Weiß Martin, Gutzeit Julian, Pryss Rüdiger, Romanos Marcel, Deserno Lorenz, Hein Grit
Department of Psychiatry, Psychosomatic and Psychotherapy, Center of Mental Health, University Hospital Würzburg, Margarete-Höppel-Platz 1, 97080, Würzburg, Germany.
Department of Psychology I, University of Würzburg, Würzburg, Germany.
Child Adolesc Psychiatry Ment Health. 2024 Aug 17;18(1):103. doi: 10.1186/s13034-024-00793-1.
Mental health in adolescence is critical in its own right and a predictor of later symptoms of anxiety and depression. To address these mental health challenges, it is crucial to understand the variables linked to anxiety and depression in adolescence.
Here, we analyzed data of 278 adolescents that were collected in a nation-wide survey provided via a smartphone-based application during the COVID-19 pandemic. We used an elastic net regression machine-learning approach to classify individuals with clinically relevant self-reported symptoms of depression or anxiety. We then identified the most important variables with a combination of permutation feature importance calculation and sequential logistic regressions.
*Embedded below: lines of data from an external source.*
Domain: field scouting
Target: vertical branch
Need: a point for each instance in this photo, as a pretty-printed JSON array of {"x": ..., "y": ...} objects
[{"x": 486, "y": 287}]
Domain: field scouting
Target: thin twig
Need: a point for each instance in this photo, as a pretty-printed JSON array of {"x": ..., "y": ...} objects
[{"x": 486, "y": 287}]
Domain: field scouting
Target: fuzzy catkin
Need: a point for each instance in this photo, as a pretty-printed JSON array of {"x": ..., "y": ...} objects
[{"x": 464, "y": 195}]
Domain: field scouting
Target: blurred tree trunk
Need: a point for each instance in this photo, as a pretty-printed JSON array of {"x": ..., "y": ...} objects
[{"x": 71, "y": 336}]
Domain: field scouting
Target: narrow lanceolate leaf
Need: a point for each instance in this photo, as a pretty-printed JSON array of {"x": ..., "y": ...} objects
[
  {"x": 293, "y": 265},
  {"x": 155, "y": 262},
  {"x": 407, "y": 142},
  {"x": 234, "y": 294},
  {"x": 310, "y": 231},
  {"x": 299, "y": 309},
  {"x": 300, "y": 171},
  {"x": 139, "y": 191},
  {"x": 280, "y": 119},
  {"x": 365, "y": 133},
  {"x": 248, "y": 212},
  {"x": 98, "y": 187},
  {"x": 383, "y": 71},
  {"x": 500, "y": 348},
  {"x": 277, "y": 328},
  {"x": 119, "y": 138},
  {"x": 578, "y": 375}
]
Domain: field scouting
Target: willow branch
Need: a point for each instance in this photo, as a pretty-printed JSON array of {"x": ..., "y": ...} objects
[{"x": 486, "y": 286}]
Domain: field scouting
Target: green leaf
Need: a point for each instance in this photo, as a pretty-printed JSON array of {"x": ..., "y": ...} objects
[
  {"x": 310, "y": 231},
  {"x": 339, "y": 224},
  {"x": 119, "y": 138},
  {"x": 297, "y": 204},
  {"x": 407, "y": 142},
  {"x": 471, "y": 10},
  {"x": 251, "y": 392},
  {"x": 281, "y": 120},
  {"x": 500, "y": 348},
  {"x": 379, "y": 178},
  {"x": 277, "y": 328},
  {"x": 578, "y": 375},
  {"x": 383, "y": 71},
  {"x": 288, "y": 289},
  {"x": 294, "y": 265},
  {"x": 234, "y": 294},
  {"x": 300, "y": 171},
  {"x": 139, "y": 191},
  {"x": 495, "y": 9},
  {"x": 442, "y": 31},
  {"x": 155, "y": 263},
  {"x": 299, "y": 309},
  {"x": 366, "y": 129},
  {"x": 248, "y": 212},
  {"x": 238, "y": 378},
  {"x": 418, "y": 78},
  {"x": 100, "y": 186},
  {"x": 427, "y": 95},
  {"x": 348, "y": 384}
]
40.30% of participants reported clinically relevant anxiety symptoms, and 37.69% reported depressive symptoms. Both machine-learning models performed well in classifying participants with depressive (AUROC = 0.77) or anxiety (AUROC = 0.83) symptoms and were significantly better than the no-information rate. Feature importance analyses revealed that anxiety and depression in adolescence are commonly related to sleep disturbances (anxiety OR = 2.12, depression OR = 1.80). Differentiating between symptoms, self-reported depression increased with decreasing life satisfaction (OR = 0.43), whereas self-reported anxiety was related to worries about the health of family and friends (OR = 1.98) as well as impulsivity (OR = 2.01).
Our results show that app-based self-reports provide information that can classify symptoms of anxiety and depression in adolescence and thus offer new insights into symptom patterns related to adolescent mental health issues. These findings underscore the potentials of health apps in reaching large cohorts of adolescence and optimize diagnostic and treatment.
青少年心理健康本身至关重要,且是后期焦虑和抑郁症状的预测指标。为应对这些心理健康挑战,了解与青少年焦虑和抑郁相关的变量至关重要。
在此,我们分析了278名青少年的数据,这些数据是在新冠疫情期间通过一款基于智能手机的应用程序进行的全国性调查中收集的。我们使用弹性网络回归机器学习方法对有临床相关的自我报告抑郁或焦虑症状的个体进行分类。然后,我们通过排列特征重要性计算和顺序逻辑回归相结合的方法确定了最重要的变量。
40.30%的参与者报告有临床相关的焦虑症状,37.69%的参与者报告有抑郁症状。两种机器学习模型在对有抑郁(曲线下面积=0.77)或焦虑(曲线下面积=0.83)症状的参与者进行分类方面表现良好,且显著优于无信息率。特征重要性分析表明,青少年的焦虑和抑郁通常与睡眠障碍有关(焦虑优势比=2.12,抑郁优势比=1.80)。区分症状后,自我报告的抑郁随着生活满意度的降低而增加(优势比=0.43),而自我报告的焦虑与对家人和朋友健康的担忧(优势比=1.98)以及冲动性(优势比=2.01)有关。
我们的结果表明,基于应用程序的自我报告提供的信息可以对青少年的焦虑和抑郁症状进行分类,从而为与青少年心理健康问题相关的症状模式提供新的见解。这些发现强调了健康应用程序在覆盖大量青少年群体以及优化诊断和治疗方面的潜力。